Kebiasaan lama, makan emosional, makanan ultra-proses, dan tidur/stres juga sangat memengaruhi nafsu makan dan berat badan.
Anggap makan lambat sebagai satu kebiasaan kunci dalam kelompok yang mendukung regulasi yang lebih baik, bersama dengan:
Asupan protein dan serat lebih tinggi.
Tidur lebih baik (yang memengaruhi grelin dan leptin).
Aktivitas fisik teratur (dikenal dapat meningkatkan pola GLP-1, PYY, dan grelin).
Saat Anda menambahkan makan lambat di atas ini, Anda memberi sinyal biologi Anda yang selaras ganda alih-alih hanya satu.
Menyatukan Semuanya
Ilmu makan lambat bermuara pada ini:
Sistem usus-otak Anda bekerja dengan penundaan waktu; hormon seperti GLP-1 dan PYY membutuhkan menit, bukan detik, untuk memberi tahu otak Anda bahwa Anda kenyang.
Makan lebih lambat dan mengunyah lebih banyak mengurangi kecepatan makan, seringkali mengurangi asupan energi, meningkatkan rasa kenyang, dan meningkatkan termogenesis akibat diet.
Pengunyahan menyeluruh meningkatkan kinetika pencernaan, aliran darah ke usus, dan penanganan glukosa serta nutrisi pascamakan.
Anda tidak harus mengubah setiap makanan menjadi ritual 45 menit.
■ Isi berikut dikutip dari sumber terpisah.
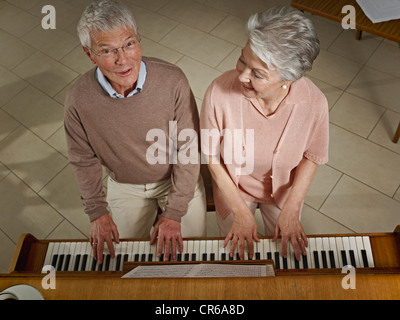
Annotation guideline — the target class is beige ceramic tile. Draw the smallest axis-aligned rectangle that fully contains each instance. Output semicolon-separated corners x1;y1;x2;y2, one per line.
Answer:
39;165;90;235
0;126;67;191
0;174;62;242
211;15;248;48
160;25;235;67
21;26;79;60
46;125;68;158
0;231;15;274
3;86;64;140
0;5;41;38
321;175;400;232
0;66;28;107
328;125;400;197
301;205;352;235
368;110;400;154
0;109;21;141
141;37;183;63
329;93;385;138
177;57;221;99
306;74;343;109
125;5;178;42
304;165;342;210
348;66;400;113
158;0;226;33
60;43;95;74
367;41;400;77
309;50;362;89
328;29;382;63
14;52;78;97
0;29;35;70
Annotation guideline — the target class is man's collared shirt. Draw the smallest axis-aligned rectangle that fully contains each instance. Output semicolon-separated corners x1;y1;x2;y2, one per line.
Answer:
96;61;147;98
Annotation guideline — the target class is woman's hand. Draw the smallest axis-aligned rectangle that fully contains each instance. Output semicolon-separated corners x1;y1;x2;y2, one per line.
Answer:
272;205;308;261
224;211;260;260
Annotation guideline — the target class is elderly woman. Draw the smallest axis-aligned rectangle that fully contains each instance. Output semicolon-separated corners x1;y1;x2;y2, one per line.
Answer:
200;8;329;260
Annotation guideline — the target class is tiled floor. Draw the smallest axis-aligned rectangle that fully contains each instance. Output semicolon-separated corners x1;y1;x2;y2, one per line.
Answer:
0;0;400;273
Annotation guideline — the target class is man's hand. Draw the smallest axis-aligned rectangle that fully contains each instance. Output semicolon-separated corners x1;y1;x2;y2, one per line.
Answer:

Tetapi jika Anda:
Meregangkan makan siang dan makan malam melewati batas 15 menit,
Mengunyah cukup sehingga makanan Anda benar-benar hancur, dan
Memberi hormon Anda kesempatan untuk berbicara sebelum Anda mengambil porsi kedua,
Anda akan diam-diam mengubah berapa banyak Anda makan, seberapa puas perasaan Anda, dan bagaimana tubuh Anda memproses setiap makanan. Selama berbulan-bulan dan bertahun-tahun, itulah jenis “tuas kecil yang membosankan” yang pada akhirnya mengubah segalanya.